For centuries, poets didn't worry about where to break the lines. Used today, traditional forms still let you know where each line must end, so the pattern itself will make those decisions for you. For example, the ever-popular iambic pentameter requires each line to have five feet of iambs (an unstressed syllable followed by a stressed one - taDA.)
Conversely, free verse breaks free of all predetermined factors, giving you more freedom and more choices. With no rules to guide you though, you'll need to experiment to discover what works well.
As you play with the lines, you will find various ways to break them. Some will add drama and interest to your free verse. Some will not. To find out, read your poem aloud, and let your ear determine whether each line has the effect you want.
The following poem provides an excellent example of the effective use of line breaks. As you read the poem aloud, pause ever so slightly at the end of each unpunctuated line, then come to a full stop with each period and verse ending.
He Knew That I Cut Snowflakes
by Patricia A. Hawkenson
He is thirteen
by sensitive souls
who pass his hillside,
who hear his muffled
his eyes alone
I drive on,
in my car,
just a little louder.
Can you see and hear how the line breaks help to direct your reading and also heighten the emotional impact of the poem? Without those remarkable choices, the poem might not make sense to readers who have no prior knowledge regarding the background or setting of the poem.
Anytime any poem seems unclear to you, read the lines aloud. Feel the musicality and mood. Then read the poem again. Highly compressed poems such as this might take three or four readings to become fully accessible to you, but quality work of any kind is almost always worth the wait.
When I first read this well-crafted poem, which arrived from a Follower, I didn’t follow everything at first, mainly because of the title. Intriguing though it is, Patricia, I got the impression of another story, perhaps even a humorous one.
For this piece, I assume you used “Knew” to indicate the past tense, which was the first clue that led me to realize the boy lies dead on the hillside, thirteen forever, perpetually reminding sensitive passersby of the terrible cause of his death. Your use of “Knew” in the title also lets me know the “I” of the poem (whether you personally or a persona) had a relationship of some kind with this young teen.
In addition, the poem’s ending suggests an ongoing sense of guilt each time “I” drives by the place where the child was either found or buried, thereby giving the impression of a caring adult, such as a teacher or social worker, who now feels haunted by the thought, “I should have done something to help this child.” No one can fully protect anyone all of the time, of course, but that does not keep one from wondering.
Perhaps I’m reading more into this than you intended, Patricia, but, if so, I wanted you to know how the poem comes across at least to this reader. If I’ve gotten close to your intent then great! That means you have done an exceptional job of presenting a complex issue and a tragic story with the exquisite use of brevity and effective line breaks.
Oh. I just realized that young children cut snowflakes out of construction paper (if it’s called that now) in kindergarten or elementary school.
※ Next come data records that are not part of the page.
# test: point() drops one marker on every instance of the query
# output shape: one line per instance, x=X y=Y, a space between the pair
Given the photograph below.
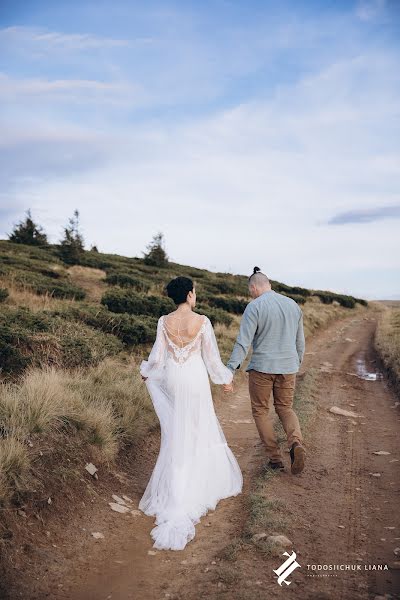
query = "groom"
x=273 y=324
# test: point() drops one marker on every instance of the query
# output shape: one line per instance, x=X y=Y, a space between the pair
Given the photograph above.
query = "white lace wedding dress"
x=195 y=467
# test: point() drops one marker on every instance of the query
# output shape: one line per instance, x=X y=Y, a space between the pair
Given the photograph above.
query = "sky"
x=248 y=132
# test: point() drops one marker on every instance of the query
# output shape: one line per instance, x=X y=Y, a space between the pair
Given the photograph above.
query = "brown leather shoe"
x=297 y=457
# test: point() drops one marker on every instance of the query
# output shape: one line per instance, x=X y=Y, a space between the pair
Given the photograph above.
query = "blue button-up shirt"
x=273 y=325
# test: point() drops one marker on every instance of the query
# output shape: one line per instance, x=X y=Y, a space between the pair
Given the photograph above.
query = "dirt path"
x=338 y=512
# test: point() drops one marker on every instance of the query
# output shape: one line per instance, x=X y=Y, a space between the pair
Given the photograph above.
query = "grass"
x=108 y=404
x=387 y=342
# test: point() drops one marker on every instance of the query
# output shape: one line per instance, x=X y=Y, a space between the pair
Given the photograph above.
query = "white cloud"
x=45 y=40
x=367 y=10
x=252 y=184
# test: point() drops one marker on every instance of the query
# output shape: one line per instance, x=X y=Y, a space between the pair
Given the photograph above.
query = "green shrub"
x=120 y=301
x=126 y=280
x=290 y=290
x=227 y=303
x=11 y=358
x=130 y=329
x=329 y=297
x=216 y=315
x=296 y=297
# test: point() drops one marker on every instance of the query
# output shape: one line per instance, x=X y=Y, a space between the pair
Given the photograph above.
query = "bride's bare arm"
x=218 y=372
x=155 y=362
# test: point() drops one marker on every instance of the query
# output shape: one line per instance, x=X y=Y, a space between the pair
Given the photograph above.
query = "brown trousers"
x=260 y=387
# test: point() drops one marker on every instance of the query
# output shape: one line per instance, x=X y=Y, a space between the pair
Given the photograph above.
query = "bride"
x=195 y=467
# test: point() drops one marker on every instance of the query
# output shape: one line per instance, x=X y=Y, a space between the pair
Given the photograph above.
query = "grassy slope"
x=72 y=365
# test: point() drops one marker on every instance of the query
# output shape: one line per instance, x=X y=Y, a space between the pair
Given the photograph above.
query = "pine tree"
x=72 y=245
x=28 y=232
x=156 y=254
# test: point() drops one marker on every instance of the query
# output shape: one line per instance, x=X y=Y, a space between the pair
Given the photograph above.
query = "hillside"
x=71 y=340
x=77 y=315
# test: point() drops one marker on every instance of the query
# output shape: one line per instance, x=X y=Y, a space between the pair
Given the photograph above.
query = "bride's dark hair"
x=178 y=289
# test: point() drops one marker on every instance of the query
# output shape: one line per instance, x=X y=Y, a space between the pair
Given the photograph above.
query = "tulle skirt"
x=195 y=467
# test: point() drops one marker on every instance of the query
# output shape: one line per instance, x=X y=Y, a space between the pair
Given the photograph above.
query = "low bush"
x=120 y=301
x=128 y=281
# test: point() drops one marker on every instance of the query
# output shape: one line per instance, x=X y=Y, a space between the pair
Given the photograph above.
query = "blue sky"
x=250 y=133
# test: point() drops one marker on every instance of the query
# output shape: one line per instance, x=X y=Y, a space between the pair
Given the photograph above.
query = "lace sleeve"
x=154 y=364
x=217 y=371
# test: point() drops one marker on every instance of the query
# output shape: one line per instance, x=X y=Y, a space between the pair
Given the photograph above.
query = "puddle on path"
x=364 y=373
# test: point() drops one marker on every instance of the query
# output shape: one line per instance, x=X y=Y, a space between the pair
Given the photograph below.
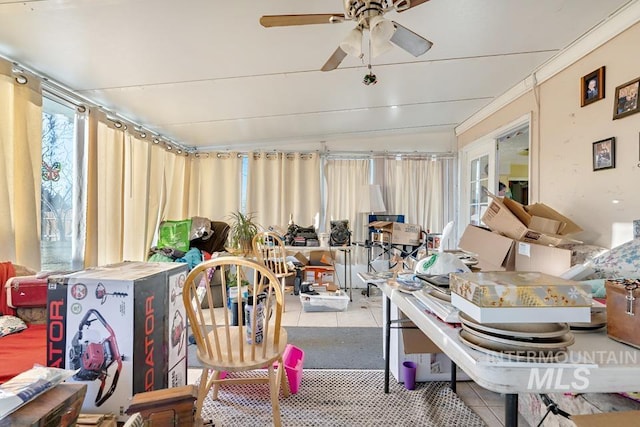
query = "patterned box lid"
x=519 y=289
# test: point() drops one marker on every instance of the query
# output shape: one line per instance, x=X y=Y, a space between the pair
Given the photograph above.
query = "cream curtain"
x=215 y=185
x=20 y=168
x=177 y=181
x=109 y=193
x=344 y=181
x=281 y=185
x=414 y=187
x=140 y=199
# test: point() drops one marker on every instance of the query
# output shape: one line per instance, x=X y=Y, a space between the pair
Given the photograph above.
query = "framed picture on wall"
x=604 y=154
x=626 y=102
x=592 y=87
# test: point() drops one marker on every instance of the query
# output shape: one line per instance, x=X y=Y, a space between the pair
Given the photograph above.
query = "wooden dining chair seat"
x=226 y=348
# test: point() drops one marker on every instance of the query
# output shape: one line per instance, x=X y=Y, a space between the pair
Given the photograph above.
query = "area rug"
x=342 y=398
x=330 y=348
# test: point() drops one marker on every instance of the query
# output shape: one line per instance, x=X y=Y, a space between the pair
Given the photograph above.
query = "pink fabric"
x=20 y=351
x=6 y=272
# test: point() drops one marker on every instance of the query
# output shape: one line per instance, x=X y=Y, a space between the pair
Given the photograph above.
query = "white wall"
x=562 y=175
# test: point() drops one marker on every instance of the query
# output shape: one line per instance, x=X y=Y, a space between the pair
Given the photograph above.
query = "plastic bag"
x=174 y=234
x=441 y=263
x=28 y=385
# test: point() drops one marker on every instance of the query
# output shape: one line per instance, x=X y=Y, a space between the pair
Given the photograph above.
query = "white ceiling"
x=207 y=75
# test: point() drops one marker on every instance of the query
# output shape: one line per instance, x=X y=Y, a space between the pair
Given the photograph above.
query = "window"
x=58 y=175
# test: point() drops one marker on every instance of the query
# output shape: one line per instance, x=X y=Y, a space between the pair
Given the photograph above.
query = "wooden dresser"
x=58 y=407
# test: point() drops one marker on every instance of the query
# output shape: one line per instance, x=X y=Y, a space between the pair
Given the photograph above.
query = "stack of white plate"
x=537 y=342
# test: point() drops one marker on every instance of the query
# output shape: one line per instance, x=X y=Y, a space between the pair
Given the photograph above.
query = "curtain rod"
x=337 y=155
x=80 y=103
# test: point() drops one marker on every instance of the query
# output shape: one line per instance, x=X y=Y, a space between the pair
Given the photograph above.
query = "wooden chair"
x=269 y=250
x=222 y=347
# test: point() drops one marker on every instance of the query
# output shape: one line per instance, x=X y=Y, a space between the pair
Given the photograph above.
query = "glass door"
x=478 y=176
x=478 y=186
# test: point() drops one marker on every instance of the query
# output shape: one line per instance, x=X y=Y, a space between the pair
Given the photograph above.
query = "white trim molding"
x=619 y=21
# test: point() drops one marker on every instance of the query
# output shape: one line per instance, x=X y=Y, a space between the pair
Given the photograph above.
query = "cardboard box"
x=545 y=259
x=414 y=340
x=493 y=251
x=545 y=227
x=123 y=326
x=521 y=314
x=433 y=365
x=519 y=289
x=399 y=233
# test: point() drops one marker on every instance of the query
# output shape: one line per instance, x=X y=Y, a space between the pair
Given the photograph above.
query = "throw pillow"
x=10 y=325
x=620 y=262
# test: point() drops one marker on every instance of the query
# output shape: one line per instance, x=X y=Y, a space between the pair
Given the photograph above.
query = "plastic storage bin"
x=326 y=301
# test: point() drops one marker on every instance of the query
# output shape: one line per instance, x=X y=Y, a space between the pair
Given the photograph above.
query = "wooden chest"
x=167 y=407
x=623 y=310
x=58 y=407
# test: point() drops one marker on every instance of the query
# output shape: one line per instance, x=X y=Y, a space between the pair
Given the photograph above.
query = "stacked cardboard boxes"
x=122 y=327
x=521 y=238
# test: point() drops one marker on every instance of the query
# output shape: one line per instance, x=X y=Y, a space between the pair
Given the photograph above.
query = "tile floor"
x=367 y=311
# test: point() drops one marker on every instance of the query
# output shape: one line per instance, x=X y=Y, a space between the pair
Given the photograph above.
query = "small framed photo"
x=604 y=154
x=592 y=87
x=626 y=102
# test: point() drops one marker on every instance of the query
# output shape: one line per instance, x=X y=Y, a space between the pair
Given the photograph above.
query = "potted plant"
x=241 y=232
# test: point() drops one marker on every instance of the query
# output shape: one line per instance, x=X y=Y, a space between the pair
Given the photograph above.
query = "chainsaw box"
x=623 y=310
x=26 y=291
x=122 y=327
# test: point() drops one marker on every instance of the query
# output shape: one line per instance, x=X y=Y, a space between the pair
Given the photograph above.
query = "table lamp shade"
x=371 y=199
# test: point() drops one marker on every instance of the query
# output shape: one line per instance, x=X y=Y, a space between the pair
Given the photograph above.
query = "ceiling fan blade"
x=402 y=6
x=287 y=20
x=335 y=60
x=410 y=41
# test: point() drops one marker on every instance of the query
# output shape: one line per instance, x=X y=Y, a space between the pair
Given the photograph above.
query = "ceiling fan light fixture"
x=381 y=30
x=352 y=44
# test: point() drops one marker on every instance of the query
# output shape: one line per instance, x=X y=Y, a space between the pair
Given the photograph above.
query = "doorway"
x=513 y=164
x=497 y=163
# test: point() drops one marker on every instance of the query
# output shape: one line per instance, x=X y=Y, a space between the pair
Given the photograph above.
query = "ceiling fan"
x=368 y=14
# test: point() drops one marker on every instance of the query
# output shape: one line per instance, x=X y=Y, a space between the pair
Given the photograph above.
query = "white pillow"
x=11 y=324
x=620 y=262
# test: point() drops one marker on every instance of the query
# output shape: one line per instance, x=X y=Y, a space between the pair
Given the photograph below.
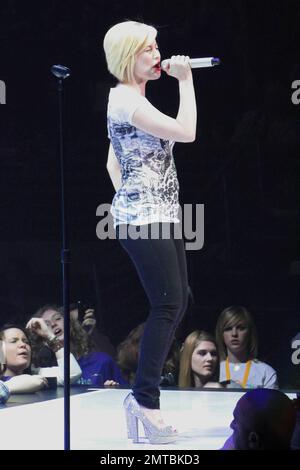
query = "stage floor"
x=98 y=422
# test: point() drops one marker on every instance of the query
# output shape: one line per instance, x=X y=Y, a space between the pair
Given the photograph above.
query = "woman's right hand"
x=179 y=67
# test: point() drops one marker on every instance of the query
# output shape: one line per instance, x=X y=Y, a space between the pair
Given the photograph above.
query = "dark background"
x=244 y=165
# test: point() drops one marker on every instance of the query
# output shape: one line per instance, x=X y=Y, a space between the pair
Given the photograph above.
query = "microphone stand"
x=61 y=72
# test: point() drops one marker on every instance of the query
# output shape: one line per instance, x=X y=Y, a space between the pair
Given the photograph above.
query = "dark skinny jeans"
x=161 y=266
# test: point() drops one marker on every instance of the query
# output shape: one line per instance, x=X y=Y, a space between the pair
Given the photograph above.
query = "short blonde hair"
x=122 y=43
x=230 y=317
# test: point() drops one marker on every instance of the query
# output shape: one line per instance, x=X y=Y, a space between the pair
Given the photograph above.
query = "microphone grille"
x=164 y=64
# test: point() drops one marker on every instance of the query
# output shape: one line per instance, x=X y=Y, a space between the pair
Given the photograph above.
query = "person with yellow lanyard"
x=237 y=343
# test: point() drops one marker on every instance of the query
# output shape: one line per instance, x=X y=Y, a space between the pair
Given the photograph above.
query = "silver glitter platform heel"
x=154 y=434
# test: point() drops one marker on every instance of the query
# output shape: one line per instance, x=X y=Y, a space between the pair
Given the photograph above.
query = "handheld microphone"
x=195 y=63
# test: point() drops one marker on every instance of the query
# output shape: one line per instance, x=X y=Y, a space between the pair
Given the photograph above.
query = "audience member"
x=98 y=368
x=199 y=363
x=18 y=355
x=264 y=419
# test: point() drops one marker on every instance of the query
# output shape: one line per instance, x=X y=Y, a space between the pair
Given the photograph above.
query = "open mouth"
x=23 y=354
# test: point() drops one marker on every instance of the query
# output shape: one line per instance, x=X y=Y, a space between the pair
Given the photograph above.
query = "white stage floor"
x=98 y=422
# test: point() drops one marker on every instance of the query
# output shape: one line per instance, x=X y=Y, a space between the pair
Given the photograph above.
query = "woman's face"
x=236 y=337
x=204 y=359
x=17 y=350
x=55 y=322
x=147 y=64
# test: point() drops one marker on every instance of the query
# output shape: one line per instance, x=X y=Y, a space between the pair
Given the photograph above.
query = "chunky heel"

I’d still like to see a title that makes the poem more immediately accessible, but it’s entirely possible that the poem has enough impact to get readers to continue reading until they sort it out as I eventually did. My problem with “snowflakes” came in taking the word literally, which other readers will be likely to do too. And yet there’s a rightness about the kindergarten image since it brings those scissors to the table – scissors needed years later to cut the duct tape and free the child. If you can think of an image other than cutting snowflakes that would help readers to make the connection more readily, that could be the perfect choice for your title.
Otherwise, my suggestions have to do with spelling (“Duct” not “Duck”) and a comma! I would remove the one after “radio” since it breaks the thought and adds a smidge of confusion. And, because of a comma, I’d consider changing “his eyes alone/ cry” to a separate sentence: “Only his eyes/ cry.”
Your original version offers the connotation of his being all alone during a horrendous event and lets me know that his eyes were uncovered while his mouth and nose were taped. The reason I even suggest that you consider a change at all is that a comma would normally go between “his mouth,/ his nose,” which then necessitates a period or the next comma just gets confusing. I’m sure that’s why you left it out, and the verse can be left as is too, although you actually have two separate sentences in the verse the way it now reads.
Oh. There’s a “with” implied, which brings up a syntactical problem. One possibility is: “Duct tape/ wrapping/ his mouth/ his nose,/ his eyes alone/ cry.” Okay. That works since it’s clear even without the comma. Another possibility is, “Duct tape/ wrap/ his mouth,/ his nose./ Only his eyes/ cry.” (Hmmm. I really like that, especially when I inserted that version and read the whole poem aloud.) To hear it both ways, read the lines as you have them, then read your other options to hear what sounds best to you.
You obviously have a finely tuned ear and the markings of a fine poet, Patricia, so I appreciate your sharing your work with us. Keep us posted when you can. Meanwhile, I’ll be looking for your name in poetry journals.